This hub is a single planning document that helps you map your situation to the right agreements and letters, then organize the information needed to draft them. Instead of starting from scratch, you identify your current stage, choose the documents that match your goals, and collect the facts that will drive the terms. The hub can also reduce confusion by keeping dates, contacts, and priorities in one place. It is designed to support clearer conversations and faster drafting, whether you are working directly with the other party, using mediation, or preparing materials for an attorney.
How do I decide which agreement to start with if we are still living under one roof?
If you are separating while sharing a home, it often helps to start with a short agreement focused on day-to-day logistics: household expense split, use of spaces, boundaries, and a plan for move-out decisions. The goal is to stabilize routines while you gather financial and property details for longer documents. If children are involved, a temporary parenting schedule can be drafted alongside those household rules. The hub supports that approach by letting you choose a “during separation under one roof” option first, then build toward broader terms once you have inventory lists and budget numbers.
What information should I gather before drafting any terms?
The most useful starting set is names and contact details, key dates, and a snapshot of finances. That includes a separation date, planned move-out dates, incomes, recurring monthly bills, and a list of major assets and debts. If children are involved, gather school and childcare information, current schedules, and healthcare coverage details. You do not need perfect numbers to begin, but you do need a shared list of what must be addressed. The hub’s checklist is designed to reduce missed items by grouping information into people and dates, children, income/support, property/debts, and practical logistics.
How can the hub help reduce conflict during move-out planning?
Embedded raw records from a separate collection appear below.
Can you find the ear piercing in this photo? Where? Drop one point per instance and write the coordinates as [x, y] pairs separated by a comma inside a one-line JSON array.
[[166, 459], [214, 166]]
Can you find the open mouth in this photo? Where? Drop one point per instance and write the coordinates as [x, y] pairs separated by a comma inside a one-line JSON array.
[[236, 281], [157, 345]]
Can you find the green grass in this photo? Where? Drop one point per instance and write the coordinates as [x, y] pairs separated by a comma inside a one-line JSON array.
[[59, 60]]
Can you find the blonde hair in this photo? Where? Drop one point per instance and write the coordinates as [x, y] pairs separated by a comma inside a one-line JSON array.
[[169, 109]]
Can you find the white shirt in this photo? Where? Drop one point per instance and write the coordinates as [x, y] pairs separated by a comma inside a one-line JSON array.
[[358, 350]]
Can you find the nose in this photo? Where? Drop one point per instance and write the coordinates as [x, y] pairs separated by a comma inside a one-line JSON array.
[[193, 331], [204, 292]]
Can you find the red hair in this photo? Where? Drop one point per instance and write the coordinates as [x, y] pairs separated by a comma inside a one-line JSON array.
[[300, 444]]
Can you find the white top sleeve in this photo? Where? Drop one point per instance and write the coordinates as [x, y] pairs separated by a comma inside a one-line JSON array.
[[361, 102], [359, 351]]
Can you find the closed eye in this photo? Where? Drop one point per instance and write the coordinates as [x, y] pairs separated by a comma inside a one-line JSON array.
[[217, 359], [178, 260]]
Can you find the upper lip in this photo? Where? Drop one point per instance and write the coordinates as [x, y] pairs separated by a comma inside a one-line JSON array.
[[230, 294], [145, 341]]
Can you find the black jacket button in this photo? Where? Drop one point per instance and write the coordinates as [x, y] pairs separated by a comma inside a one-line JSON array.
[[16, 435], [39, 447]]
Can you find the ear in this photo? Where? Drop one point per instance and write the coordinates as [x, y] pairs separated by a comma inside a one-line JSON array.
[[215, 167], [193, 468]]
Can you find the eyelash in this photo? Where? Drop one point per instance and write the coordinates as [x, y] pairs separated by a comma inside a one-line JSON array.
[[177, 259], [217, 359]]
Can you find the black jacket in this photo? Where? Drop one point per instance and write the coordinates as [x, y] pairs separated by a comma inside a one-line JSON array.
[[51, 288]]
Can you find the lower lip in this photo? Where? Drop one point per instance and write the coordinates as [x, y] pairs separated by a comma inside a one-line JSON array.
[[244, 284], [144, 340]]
Move-outs create conflict when expectations are unclear about timing, what property can be removed, who pays which bills, and how keys and access will be handled. The hub encourages you to select a move-out agreement module and to capture specific dates, responsibilities, and handoff steps. That structure helps shift conversations from accusations to logistics, because each issue becomes a fill-in term rather than an open-ended debate. The hub also prompts you to identify what must be documented, such as shared subscriptions, utility accounts, and forwarding plans, which are common sources of post-move misunderstandings.
Can this hub be used for domestic partners or long-term cohabitants?
Yes. The hub is structured around shared issues — housing, bills, property, debts, parenting, and logistics — rather than a single relationship label. You can select the relationship type at the top and then choose only the agreement types that match your situation. For example, long-term cohabitants may prioritize property and debt allocation, while domestic partners may also need planning around parenting and support expectations. The point is to create a written framework for decisions and responsibilities during a transition. If you are unsure what applies, the hub helps you list questions and assemble facts before drafting detailed terms.
How should I organize records and communications while we are negotiating terms?
Organization matters because separation discussions can stretch over weeks and involve many moving parts. A practical approach is to keep one folder for core documents, one for financial statements, and one for communications, with a simple naming system tied to dates. The hub’s modules encourage you to list what records to preserve, where they are stored, and who has access, which reduces confusion later. The goal is not surveillance; it is consistent documentation of shared facts like balances, payments, and schedules. Clean records also help mediation sessions stay focused, because you can point to the same reference set.
Can AI Lawyer generate the individual agreements selected in the hub?
Yes. If you complete the hub’s selections and checklist fields, AI Lawyer can use that information to draft matching agreements and letters in a consistent style. That can include temporary separation terms, move-out logistics, parenting schedules, support terms, and debt allocation drafts, depending on what you selected. You still control the decisions and the numbers, but using one hub as the input reduces repeated data entry and keeps names, dates, and responsibilities consistent across documents. If you later change a date or priority, updating the hub first can make it easier to update downstream drafts in a coordinated way.